Air bersih adalah air yang digunakan untuk keperluan sehari-hari yang kualitasnya memenuhi persyaratan kesehatan dan dapat diminum apabila telah dimasak. Air pemandian umum adalah air yang digunakan pada tempat-tempat pemandian bagi umum tidak termasuk pemandian untuk pengobatan tradisional dan kolam renang, yang kualitasnya memenuhi syarat kesehatan (Permenkes RI no 416 tahun 1990).
c) Air siap diminum/air minum
Air siap diminum/air minum ialah air yang sudah terpenuhi syarat fisik, kimia, bakteriologi serta level kontaminasi (LKM) (Maximum Contaminant Level). Level kontaminasi maksimum meliputi sejumlah zat kimia, kekeruhan dan bakteri coliform yang diperkenankan dalam batas-batas aman, lebih jelas lagi bahwa air siap minum/air minum yang berkualitas harus terpenuhi syarat, sebagai berikut :
• Harus jernih, transparan dan tidak bewarna
• Tidak dicemari bahan organik maupun bahan anorganik
• Tidak berbau, tidak berasa, kesan enak bila diminum
• Mengandung mineral yang cukup sesuai dengan standard
• Bebas kuman/LKM coliform dalam batas aman (Gabriel, 2001).
Air minum adalah air yang digunakan untuk konsumsi manusia. Menurut departemen kesehatan, syarat-syarat air minum adalah tidak berasa, tidak berbau, tidak berwarna, tidak mengandung mikroorganisme yang berbahaya, dan tidak mengandung logam berat. Air minum adalah air yang melalui proses pengolahan ataupun tanpa proses pengolahan yang memenuhi syarat kesehatan dan dapat langsung di minum ( Permenkes RI No 492 / PER / IV /2010).

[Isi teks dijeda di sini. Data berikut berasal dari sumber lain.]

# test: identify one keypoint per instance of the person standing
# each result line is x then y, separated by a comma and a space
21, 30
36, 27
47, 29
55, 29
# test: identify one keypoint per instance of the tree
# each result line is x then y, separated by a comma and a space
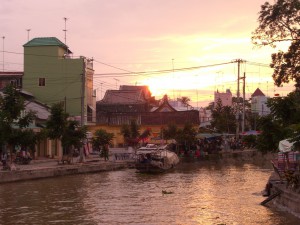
60, 127
13, 117
101, 138
271, 134
73, 135
57, 123
281, 22
185, 101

Air untuk keperluan minum yang sehat harus bebas dari segala bakteri, terutama bakteri patogen (Notoatmodjo, 2003). Bakteri golongan Coli (Coliform bakteri) tidak merupakan bakteri patogen, tetapi bakteri ini merupakan indikator dari pencemaran air oleh bakteri patogen. Menurut Permenkes RI No. 416/MENKES/PER/IX/1990, bakteri coliform yang memenuhi syarat untuk air bersih bukan perpipaan adalah < 50 MPN.
Standar air minum di Indonesia mengikuti standar WHO yang dalam beberapa hal disesuaikan dengan kondisi di Indonesia. Pada tahun 2010, Departemen Kesehatan RI telah menetapkan kriteria kualitas air secara mikrobiologis, melalui permenkes RI No 492/2010 bahwa air minum tidak diperbolehkan mengandung bakteri coliform dan Escherichia coli.

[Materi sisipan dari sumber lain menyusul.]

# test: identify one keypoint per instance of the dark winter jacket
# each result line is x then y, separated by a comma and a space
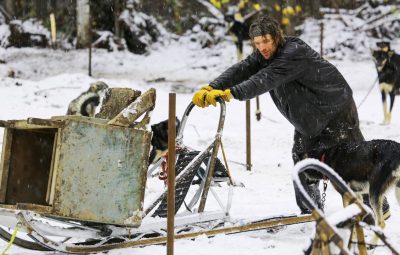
308, 90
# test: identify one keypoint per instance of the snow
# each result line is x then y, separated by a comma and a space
47, 80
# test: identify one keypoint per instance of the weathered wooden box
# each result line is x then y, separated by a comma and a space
76, 168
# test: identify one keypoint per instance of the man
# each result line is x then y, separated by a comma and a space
308, 90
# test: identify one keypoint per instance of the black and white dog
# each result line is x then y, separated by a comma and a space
159, 140
388, 66
85, 104
367, 167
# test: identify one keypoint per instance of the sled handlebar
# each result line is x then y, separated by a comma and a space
179, 137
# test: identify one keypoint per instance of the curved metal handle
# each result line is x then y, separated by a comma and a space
315, 165
179, 137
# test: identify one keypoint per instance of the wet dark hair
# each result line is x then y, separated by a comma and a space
265, 25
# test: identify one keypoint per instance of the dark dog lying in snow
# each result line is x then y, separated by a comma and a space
388, 66
367, 167
85, 104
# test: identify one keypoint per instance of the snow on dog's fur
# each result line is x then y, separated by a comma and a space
85, 104
367, 167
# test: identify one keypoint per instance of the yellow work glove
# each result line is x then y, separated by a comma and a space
212, 96
199, 98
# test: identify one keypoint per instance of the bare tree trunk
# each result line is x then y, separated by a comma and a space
83, 23
118, 8
41, 9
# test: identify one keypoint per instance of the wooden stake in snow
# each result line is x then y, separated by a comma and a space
143, 104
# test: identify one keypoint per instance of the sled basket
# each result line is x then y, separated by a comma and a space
76, 168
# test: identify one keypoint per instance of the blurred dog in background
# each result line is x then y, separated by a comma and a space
388, 67
370, 167
85, 104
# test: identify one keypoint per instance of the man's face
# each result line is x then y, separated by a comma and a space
265, 45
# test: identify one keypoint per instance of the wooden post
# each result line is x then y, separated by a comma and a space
171, 174
321, 50
83, 23
248, 136
90, 48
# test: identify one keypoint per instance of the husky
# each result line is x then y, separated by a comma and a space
85, 104
388, 67
367, 167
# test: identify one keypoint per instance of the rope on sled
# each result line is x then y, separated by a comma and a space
11, 239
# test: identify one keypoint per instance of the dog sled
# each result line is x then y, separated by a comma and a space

B. Pembagian air berdasarkan kelas
Menurut peruntukannya, air pada sumber air dapat dikategorikan menjadi empat golongan yaitu :
1. Golongan A, yaitu air yang dapat digunakan sebagai air minum secara langsung, tanpa pengolahan terlebih dahulu.

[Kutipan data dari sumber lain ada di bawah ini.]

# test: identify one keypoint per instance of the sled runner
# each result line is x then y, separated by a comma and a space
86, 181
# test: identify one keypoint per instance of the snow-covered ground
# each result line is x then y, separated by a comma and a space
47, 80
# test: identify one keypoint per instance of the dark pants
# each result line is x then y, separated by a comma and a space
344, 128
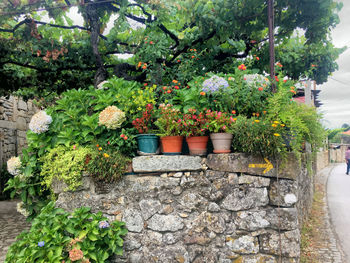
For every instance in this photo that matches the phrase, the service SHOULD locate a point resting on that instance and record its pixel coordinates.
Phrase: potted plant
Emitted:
(169, 124)
(146, 140)
(219, 126)
(195, 129)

2. Golongan B, yaitu air yang dapat digunakan sebagai air baku air minum.
3. Golongan C, yaitu air yang dapat digunakan untuk keperluan perikanan dan peternakan.
4. Golongan D, yaitu air yang dapat digunakan untuk keperluan pertanian, usaha di perkotaan, industri, dan pembangkit listrik tenaga air.
C. Sumber Air
1. Air Laut
Air yang dijumpai di dalam alam berupa air laut sebanyak 80%, sedangkan sisanya berupa air tanah/daratan, es, salju, dan hujan. Air laut mempunyai sifat asin, karena mengandung garam NaCl. Kadar NaCl dalam air laut 3%. Dengan keadaan ini, maka air laut tak memenuhi syarat untuk air minum.
2. Air Atmosfir
Dalam keadaan murni, sangat bersih, karena dengan adanya pengotoran udara yang disebabkan oleh kotoran-kotoran industri/debu dan lain sebagainya. Maka untuk menjadikan air hujan sebagai sumber air minum hendaknya pada waktu menampung air hujan jangan dimulai pada saat hujan mulai turun, karena masih mengandung banyak kotoran.
3. Air Permukaan
Air permukaan adalah air hujan yang mengalir di permukaan bumi. Pada umumnya air permukaan ini akan mendapat pengotoran selama pengalirannya, misalnya oleh lumpur, batang-batang kayu, daun-daun, kotoran industri kota dan sebagainya.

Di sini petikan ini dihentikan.